Women MPs say no to 'men fund' proposal

COUNTIES
By Alphonce Shiundu | Oct 23rd 2014 | 2 min read

Women MPs Wednesday dismissed the push for a special fund for men over 35 years by their male colleagues.

The legislators said Kenya is a patriarchal society and creating a kitty for men will give them undue advantage over women as they are the majority property owners.

The MPs who weighed in on the issue include Gladys Wanga (Homabay Town), Zulekha Hassan (nominated), Fathia Mahboub (Mandera) and Tiyah Galgalo (Isiolo).

“Men over 35 years are the owners of various factors of production; they are the ones who own land, and in cultures with cattle, they are the owners. They own all property. Why then do they need a special fund?” posed Wanga during debate on the Motion.

Though the Motion is clothed as pushing for a universal fund for “people of all ages and genders”, the women MPs said such a kitty will not be sustainable.
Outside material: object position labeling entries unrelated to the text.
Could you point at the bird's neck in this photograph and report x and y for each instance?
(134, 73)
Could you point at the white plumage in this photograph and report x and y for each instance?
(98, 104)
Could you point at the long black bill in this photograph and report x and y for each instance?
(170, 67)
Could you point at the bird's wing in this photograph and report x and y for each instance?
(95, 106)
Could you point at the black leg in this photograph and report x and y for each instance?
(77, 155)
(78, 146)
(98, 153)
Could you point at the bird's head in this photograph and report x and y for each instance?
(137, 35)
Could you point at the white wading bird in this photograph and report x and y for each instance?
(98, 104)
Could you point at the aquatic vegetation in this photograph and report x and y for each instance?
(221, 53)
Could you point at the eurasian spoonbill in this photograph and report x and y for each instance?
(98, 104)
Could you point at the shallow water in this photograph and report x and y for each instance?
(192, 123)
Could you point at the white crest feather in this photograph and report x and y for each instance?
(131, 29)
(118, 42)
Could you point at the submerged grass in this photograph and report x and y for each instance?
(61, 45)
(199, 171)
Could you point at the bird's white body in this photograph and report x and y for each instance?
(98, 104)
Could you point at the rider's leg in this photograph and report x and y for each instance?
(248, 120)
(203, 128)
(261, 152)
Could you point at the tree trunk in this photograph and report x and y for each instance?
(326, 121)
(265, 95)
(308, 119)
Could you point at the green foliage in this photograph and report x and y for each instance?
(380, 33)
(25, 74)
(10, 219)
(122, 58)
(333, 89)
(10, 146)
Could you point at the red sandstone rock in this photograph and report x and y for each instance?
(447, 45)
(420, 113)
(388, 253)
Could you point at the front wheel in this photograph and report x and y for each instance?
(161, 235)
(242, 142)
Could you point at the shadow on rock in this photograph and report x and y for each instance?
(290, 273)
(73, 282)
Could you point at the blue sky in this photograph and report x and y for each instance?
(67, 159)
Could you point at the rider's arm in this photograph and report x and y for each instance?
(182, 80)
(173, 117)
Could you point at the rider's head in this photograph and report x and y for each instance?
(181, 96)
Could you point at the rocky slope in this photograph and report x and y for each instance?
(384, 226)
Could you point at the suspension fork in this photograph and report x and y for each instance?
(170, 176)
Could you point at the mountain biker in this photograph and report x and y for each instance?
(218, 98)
They said the country already has a Youth Enterprise Development Fund and Women Fund which were set up because these groups were vulnerable.
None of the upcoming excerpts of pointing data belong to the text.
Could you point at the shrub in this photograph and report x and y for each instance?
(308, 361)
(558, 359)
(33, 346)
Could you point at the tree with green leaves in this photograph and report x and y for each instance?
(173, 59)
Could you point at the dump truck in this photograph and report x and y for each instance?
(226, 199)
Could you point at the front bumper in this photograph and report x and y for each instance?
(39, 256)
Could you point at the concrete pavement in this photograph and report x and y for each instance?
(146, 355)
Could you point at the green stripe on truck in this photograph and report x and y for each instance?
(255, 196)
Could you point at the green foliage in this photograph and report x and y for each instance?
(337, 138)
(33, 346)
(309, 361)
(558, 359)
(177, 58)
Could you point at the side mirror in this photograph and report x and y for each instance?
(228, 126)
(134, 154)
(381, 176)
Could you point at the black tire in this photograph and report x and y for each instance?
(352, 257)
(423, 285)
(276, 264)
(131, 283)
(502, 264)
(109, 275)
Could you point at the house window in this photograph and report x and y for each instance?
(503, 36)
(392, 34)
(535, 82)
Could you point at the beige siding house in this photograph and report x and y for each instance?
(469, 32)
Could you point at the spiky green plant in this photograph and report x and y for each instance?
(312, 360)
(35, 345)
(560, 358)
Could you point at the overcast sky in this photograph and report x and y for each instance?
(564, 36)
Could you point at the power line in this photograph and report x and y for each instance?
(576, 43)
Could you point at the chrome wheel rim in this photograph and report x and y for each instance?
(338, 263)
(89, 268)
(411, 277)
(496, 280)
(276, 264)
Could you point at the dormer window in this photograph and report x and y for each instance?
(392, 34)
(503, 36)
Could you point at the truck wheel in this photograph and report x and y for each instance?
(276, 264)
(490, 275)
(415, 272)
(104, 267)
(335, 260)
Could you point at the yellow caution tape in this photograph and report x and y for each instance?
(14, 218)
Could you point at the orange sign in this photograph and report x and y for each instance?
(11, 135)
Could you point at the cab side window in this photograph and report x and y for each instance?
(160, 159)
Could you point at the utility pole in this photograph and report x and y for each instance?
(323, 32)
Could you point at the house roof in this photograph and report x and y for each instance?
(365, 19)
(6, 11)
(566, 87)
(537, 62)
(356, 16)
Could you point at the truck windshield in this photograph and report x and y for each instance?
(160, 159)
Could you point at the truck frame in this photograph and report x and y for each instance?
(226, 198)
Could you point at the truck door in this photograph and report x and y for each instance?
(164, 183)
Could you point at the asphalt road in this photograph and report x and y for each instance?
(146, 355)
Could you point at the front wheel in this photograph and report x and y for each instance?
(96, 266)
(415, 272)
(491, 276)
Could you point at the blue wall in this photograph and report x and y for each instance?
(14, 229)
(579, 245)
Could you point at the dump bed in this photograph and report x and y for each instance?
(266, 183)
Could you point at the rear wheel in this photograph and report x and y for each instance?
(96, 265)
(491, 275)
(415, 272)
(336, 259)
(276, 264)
“These funds identified youth and women as people who have certain vulnerabilities that must be dealt with for them to transition. You cannot buy a baby-walker for a child and keep him or her in it for the rest of their life,” said Wanga.

Zulekha dismissed the Motion as “a mockery of affirmative action”. She said men over 35 ought to have developed skills they can use to make them self-reliant by that age.

“The answer to the poverty in Kenya is not to give money to different groups. If we approve this, we’ll be setting a dangerous trend,” Zulekha warned.

Mahboub echoed Wanga’s sentiments, saying the proposal was ill-conceived.

Marginalised groups

“The country has created enough funds for marginalised groups. Many have had many opportunities to advance themselves over the years and it is up to them if they have failed to utilise them,” said Mahboub.

She added: “Men have a lot of opportunities. They can walk into a bank with a title-deed and get money. Why then should they have a special fund?”

The women lawmakers managed to get the support of Johnson Sakaja (nominated), Korei ole Lemein (Narok South) and John Mbadi (Suba) in dismissing the push for the fund as ill-advised.

Mbadi said the Motion was “meaningless and useless” given that it was difficult for the country to set up a universal fund — a kind of parallel bank — targeting all Kenyans.

“Do not bring populist Motions to the House simply to show our constituents that we care. This is meaningless,” said Mbadi.